Just as the word "virus" has been borrowed from biology and provides an apt and vivid descriptor for its IT analogue, so also does the word monoculture function: think of the consequences of Irish potato blight, or of the wiping out of the American Chestnut tree, which once numbered in the billions in the forests of the American East and is almost extinct as a mature species.

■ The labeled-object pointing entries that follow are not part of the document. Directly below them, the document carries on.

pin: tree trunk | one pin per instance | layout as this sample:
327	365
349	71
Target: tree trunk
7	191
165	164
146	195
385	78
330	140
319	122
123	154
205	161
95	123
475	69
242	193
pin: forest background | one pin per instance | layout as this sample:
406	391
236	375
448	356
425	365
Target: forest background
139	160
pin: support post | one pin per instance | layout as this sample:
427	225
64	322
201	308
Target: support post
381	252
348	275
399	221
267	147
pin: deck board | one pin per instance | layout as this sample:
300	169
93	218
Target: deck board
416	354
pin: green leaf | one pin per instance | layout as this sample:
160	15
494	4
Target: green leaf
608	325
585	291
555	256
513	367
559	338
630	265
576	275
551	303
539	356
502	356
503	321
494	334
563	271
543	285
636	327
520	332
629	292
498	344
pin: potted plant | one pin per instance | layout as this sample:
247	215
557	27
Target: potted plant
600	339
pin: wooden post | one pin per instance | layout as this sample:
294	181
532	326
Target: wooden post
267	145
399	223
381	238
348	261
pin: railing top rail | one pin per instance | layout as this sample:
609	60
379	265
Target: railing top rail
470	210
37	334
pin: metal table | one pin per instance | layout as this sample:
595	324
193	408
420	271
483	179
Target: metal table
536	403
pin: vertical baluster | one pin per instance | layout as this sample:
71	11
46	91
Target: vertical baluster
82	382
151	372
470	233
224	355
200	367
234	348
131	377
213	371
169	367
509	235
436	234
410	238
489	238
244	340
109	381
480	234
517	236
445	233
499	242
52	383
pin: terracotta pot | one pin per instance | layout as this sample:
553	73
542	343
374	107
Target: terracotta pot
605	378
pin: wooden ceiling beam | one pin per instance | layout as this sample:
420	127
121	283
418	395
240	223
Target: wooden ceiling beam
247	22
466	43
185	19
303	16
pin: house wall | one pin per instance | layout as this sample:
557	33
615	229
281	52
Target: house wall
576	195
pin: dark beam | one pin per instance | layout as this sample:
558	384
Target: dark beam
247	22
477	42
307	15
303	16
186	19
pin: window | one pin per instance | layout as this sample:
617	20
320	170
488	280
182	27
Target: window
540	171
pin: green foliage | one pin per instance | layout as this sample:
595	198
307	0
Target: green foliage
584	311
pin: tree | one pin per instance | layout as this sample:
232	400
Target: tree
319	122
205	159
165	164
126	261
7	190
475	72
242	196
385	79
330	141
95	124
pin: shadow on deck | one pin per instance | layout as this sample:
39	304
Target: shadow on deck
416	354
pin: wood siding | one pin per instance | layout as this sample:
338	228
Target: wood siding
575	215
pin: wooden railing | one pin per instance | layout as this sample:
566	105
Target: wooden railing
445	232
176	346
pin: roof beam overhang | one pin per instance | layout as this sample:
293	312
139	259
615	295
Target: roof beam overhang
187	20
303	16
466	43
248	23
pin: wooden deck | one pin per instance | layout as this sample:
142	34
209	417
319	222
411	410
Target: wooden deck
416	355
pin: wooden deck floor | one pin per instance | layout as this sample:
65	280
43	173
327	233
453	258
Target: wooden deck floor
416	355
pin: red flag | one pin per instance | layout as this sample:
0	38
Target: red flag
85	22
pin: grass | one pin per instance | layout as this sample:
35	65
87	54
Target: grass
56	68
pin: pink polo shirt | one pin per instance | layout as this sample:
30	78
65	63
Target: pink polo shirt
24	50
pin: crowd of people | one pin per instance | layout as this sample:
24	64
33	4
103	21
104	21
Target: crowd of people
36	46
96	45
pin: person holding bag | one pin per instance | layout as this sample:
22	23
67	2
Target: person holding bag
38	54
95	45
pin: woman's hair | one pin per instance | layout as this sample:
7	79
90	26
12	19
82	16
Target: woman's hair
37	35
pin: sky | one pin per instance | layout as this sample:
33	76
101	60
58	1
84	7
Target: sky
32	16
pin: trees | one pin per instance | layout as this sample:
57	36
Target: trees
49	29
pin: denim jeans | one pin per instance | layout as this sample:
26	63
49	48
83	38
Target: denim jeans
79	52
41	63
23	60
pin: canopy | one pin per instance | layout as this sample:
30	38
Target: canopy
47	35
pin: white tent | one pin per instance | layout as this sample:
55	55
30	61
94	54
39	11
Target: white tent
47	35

Well, last November, Dan wrote a perspective piece for CNETnews.com, called Massachusetts Assaults Monoculture. In that article, he wrote:


As a matter of logic alone: If you care about the security of the commonwealth, then you care about the risk of a computing monoculture. If you care about the risk of a computing monoculture, then you care about barriers to diversification. If you care about barriers to diversification, then you care about user-level lock-in. And if you care about user-level lock-in, then you must break the proprietary format stranglehold on the commonwealth. Until that is done, the user-level lock-in will preclude diversification and the monoculture bomb keeps ticking.

-snip-

http://www.consortiuminfo.org/standardsblog/article.php?story=20060523181724678

*hugs Ubuntu*

Sef
May 25th, 2006, 02:55 AM
No one involved with computers can be surprised about that.

YourSurrogateGod
May 25th, 2006, 03:30 AM
No one involved with computers can be surprised about that.
Even if you're not involved with computers, if you have a good grasp on the basics of how diseases prolifirate, then it's not that difficult to figure out that this is a recipe for disaster.

There are 2 ways out of this:
1) Alay the security problems (which is far from easy, but will give you decent security and allow you to make everything compatible.)
2) Create a heterogeneous environment of computers (which will make your systems less vulnerable, but not impenetrable, but make compatibility a pain in the neck.)